According to the Master Agreement, the group that will dictate overall direction and approve budget for the EBI, will be the Governance Board. The Governance Board will consist of eight members, four of which will be appointed by BP. The other four will be consist of at least one representative from Berkeley, Illinois, and Lawrence Berkeley National Laboratory.
The Executive Committee will make all decisions, particularly funding choices. It will initially have two members from BP and three members from other institutions and require a 2/3 majority (i.e. four out of five votes) to do anything. The Governance Board must approve any changes to this structure. This means that BP reserves veto power at both levels and cannot be overridden.
Because BP holds veto power across the board, the faculty researchers work may alter under the umbrella of the EBI.

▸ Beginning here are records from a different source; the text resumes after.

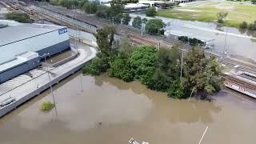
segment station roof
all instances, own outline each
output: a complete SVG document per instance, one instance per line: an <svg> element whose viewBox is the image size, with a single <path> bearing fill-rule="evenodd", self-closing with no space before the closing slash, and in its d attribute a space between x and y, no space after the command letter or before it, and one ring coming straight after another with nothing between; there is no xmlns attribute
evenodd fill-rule
<svg viewBox="0 0 256 144"><path fill-rule="evenodd" d="M12 61L10 61L3 64L0 64L0 73L6 71L7 70L10 70L14 66L22 64L32 58L35 58L38 57L38 53L34 53L31 51L27 51L26 53L23 53L20 55L18 55L17 58Z"/></svg>
<svg viewBox="0 0 256 144"><path fill-rule="evenodd" d="M0 28L0 46L58 30L63 27L65 26L45 24L22 24Z"/></svg>

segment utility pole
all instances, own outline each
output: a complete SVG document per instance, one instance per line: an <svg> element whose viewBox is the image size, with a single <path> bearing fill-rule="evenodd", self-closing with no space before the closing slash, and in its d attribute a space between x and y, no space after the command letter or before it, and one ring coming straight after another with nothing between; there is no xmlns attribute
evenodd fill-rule
<svg viewBox="0 0 256 144"><path fill-rule="evenodd" d="M183 67L183 53L184 53L184 50L182 50L182 66L181 66L181 76L180 76L180 79L182 79L182 67Z"/></svg>
<svg viewBox="0 0 256 144"><path fill-rule="evenodd" d="M201 142L202 142L202 140L203 137L205 136L205 134L206 134L206 133L207 130L208 130L208 126L206 127L206 129L205 130L205 131L203 132L203 134L202 134L202 138L201 138L201 139L200 139L200 141L199 141L198 144L201 144Z"/></svg>
<svg viewBox="0 0 256 144"><path fill-rule="evenodd" d="M41 57L44 57L46 64L46 56L49 55L49 54L50 54L50 53L47 53L47 54L44 54L42 56L41 56ZM56 105L53 87L51 86L51 80L50 80L50 78L48 66L46 66L46 71L47 71L48 78L49 78L49 84L50 84L50 92L51 92L51 94L52 94L52 97L53 97L54 103L54 105Z"/></svg>
<svg viewBox="0 0 256 144"><path fill-rule="evenodd" d="M194 90L194 86L193 87L193 90L192 90L192 91L191 91L190 98L189 98L189 100L187 101L188 102L190 101L190 98L191 98L191 96L192 96L192 94L193 94Z"/></svg>

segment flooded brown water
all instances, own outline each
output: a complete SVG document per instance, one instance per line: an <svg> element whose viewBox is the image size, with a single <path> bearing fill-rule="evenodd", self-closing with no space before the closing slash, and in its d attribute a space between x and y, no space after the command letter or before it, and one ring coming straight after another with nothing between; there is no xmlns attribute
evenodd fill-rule
<svg viewBox="0 0 256 144"><path fill-rule="evenodd" d="M78 73L0 119L1 144L255 143L256 101L223 90L214 102L174 100L138 82Z"/></svg>

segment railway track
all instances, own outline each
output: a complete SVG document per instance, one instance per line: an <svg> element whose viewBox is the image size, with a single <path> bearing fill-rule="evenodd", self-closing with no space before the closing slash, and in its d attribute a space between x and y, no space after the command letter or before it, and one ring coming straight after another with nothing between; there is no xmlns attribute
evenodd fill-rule
<svg viewBox="0 0 256 144"><path fill-rule="evenodd" d="M66 9L63 10L64 8L60 8L60 7L56 7L52 6L50 6L50 9L45 8L45 7L43 9L46 9L47 10L52 11L53 13L57 13L58 14L62 14L70 18L74 18L74 11L70 10L66 10ZM110 22L102 19L102 18L95 18L95 17L86 16L82 14L77 14L76 17L77 17L76 20L87 23L89 25L92 25L97 28L100 28L105 26L112 26ZM121 25L115 25L115 28L116 28L117 34L128 37L132 41L139 44L153 45L153 46L158 46L160 43L162 46L170 47L174 43L176 43L178 42L178 41L175 41L170 38L159 38L159 37L148 35L148 34L143 34L143 37L142 37L140 31L138 31L138 30L134 30L128 26L125 27ZM212 54L210 54L213 55ZM222 63L230 66L239 65L240 70L242 70L250 72L253 74L256 73L256 66L253 65L243 63L241 62L238 62L230 58L224 58L222 59ZM221 77L225 78L226 82L232 82L237 86L242 86L246 89L256 90L256 86L251 83L246 82L242 80L238 79L230 75L226 75L224 74L222 74Z"/></svg>

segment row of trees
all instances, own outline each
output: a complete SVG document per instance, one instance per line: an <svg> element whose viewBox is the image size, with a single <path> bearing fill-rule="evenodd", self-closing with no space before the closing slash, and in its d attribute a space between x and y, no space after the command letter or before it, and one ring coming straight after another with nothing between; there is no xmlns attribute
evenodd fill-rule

“That’s why BP put the money in it,” Busch said. “They didn’t put it in because they thought it would be fun. If BP felt that this was a good investment for the future independent of the BP company, they would have simply given 500 million to the University and walked away.”
Other sources of revenue, grants received from National Science Foundation or the Department of Energy for example, potentially have fewer strings attached to the money. The researcher would still have to draw up a well drafted proposal, but the research would be created with a heavy emphasis on scientific value to increase quality of life for the public and not as much for profit margins.
“Funds received from government agencies would not have corporate strings attached,” Busch said. “They would be funded on whether or not they appear to be good science. That is not to suggest that BP would try to fund bad science, clearly they don’t want to do that. They want to fund good science that will benefit them.”
Only time will tell how BP’s presence will affect the science, the research, and the university’s role as a public institution, because in the end, behind BP is the board of directors and the shareholders they represent.
“In the case of this agreement,” Busch said. “It will be things where not only the scientific considerations but the potential positive affect on the BP bottom line.”